Phillips explains that a professor in college (he graduated from the Experimental Theatre Wing at NYU) once told a photographer friend of his that he should never take pictures of homeless people: "It's been done." In Great Speeches from a Dying World, Phillips is interested in doing things that have been done—getting reacquainted with phrases so common that your eyes would normally slide over them, your ears would barely acknowledge their substance. Speeches like the Sermon on the Mount (Phillips rented a van and took nine homeless men and women to Mount Rainier to reenact it) or Martin Luther King Jr.'s "I Have a Dream" are so familiar that they have been reduced to cliché. Phillips wants to reinvest those words—and the people reciting them—with meaning.

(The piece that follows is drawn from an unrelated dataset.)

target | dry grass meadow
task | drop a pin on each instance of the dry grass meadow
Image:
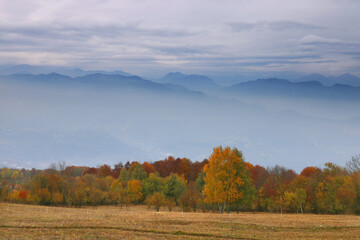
(138, 222)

But perhaps the best thing about Phillips's work is the methods he finds to inject humor into the gravest situations. The best device in Walking to Werner is the use of commentary tracks by Werner Herzog—from DVDs of Herzog's films—about the search for "ecstatic truth." Laid over the inevitably punier quest of Linas Phillips trudging to Los Angeles in a floppy hat, the appropriated commentary vacuums out any trace of pretension, at once exulting and undercutting the trials you see onscreen. Phillips has cleverly stacked the deck so that Herzog, unwitting, saves Phillips from himself.